Coronavirus: Hong Kong will allow public gatherings of up to 50 people

Party size limits at bars, pubs and karaoke rooms will also be raised. PHOTO: AFP

HONG KONG (BLOOMBERG) - Hong Kong will further relax virus-related social distancing measures by allowing public gatherings of up to 50 people, as the city continues to be a rare global success story in containing Covid-19.

Top health official Sophia Chan said the easing would go into effect on Friday (June 19), dramatically raising the size of gatherings from just eight people.

Ms Chan also said party size limits at bars, pubs and karaoke rooms would be raised. Details will be announced in a press release in due course, she added.

The city's leader Mrs Carrie Lam said at a weekly briefing earlier on Tuesday: "We have to strike a balance between at least three main factors - one is of course the public health concerns, secondly is the impact on the economy, thirdly is the tolerance of the people.

"If you continue to keep these measures in place, people become intolerant. So they will not comply with these regulations."

The hub of around 7.5 million people - roughly the same as New York City's population - has been successful in stopping the coronavirus, with only 1,100 cases and just four related deaths. Most residents are still wearing surgical masks, even as life slowly returns to normal.
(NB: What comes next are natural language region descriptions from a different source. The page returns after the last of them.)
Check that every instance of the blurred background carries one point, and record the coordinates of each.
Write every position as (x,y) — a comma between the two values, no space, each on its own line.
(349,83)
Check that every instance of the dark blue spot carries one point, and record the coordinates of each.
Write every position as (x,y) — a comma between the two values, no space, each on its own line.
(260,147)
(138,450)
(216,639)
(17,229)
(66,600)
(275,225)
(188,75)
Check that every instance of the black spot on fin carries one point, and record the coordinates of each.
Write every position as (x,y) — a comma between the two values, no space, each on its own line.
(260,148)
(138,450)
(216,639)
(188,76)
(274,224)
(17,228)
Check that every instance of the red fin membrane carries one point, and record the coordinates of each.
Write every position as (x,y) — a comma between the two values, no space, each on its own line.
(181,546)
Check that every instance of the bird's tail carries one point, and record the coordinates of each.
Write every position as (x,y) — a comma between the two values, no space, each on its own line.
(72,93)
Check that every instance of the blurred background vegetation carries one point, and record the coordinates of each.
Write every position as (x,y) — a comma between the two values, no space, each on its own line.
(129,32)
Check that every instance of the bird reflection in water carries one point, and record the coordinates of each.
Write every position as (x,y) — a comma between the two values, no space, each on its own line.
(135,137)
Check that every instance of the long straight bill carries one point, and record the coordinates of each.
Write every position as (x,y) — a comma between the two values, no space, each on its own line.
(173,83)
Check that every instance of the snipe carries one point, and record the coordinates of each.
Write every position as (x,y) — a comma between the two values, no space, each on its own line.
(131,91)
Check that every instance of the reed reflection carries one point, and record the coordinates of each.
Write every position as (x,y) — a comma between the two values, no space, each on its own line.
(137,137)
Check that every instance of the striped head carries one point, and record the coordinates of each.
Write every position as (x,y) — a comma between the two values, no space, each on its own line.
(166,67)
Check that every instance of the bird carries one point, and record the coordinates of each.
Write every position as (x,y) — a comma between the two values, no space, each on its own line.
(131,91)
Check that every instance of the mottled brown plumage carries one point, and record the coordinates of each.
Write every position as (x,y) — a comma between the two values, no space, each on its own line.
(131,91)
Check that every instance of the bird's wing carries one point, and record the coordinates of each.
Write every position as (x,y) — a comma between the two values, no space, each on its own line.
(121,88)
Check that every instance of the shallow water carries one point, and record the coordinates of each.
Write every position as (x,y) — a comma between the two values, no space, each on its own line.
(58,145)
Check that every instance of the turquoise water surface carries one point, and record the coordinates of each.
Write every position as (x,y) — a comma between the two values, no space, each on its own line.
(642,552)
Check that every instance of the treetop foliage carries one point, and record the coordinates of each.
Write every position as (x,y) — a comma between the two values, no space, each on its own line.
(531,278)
But it has also been rocked by renewed unrest in recent weeks amid China's passage of new national security legislation for the city that has raised concerns about basic freedoms and its future autonomy from the mainland.

Protesters say Hong Kong's government is using the social distancing measures to prevent them from gathering. Hundreds of people defied the restrictions and rallied in Central last week to mark the first anniversary of the mass pro-democracy marches that engulfed the city last year.

Thousands more came together for an annual June 4 vigil commemorating Beijing's 1989 crackdown on activists in Tiananmen Square.

May visitor arrivals to the city fell 99.9 per cent on-year to 8,139, the Hong Kong Tourism Board said on Monday.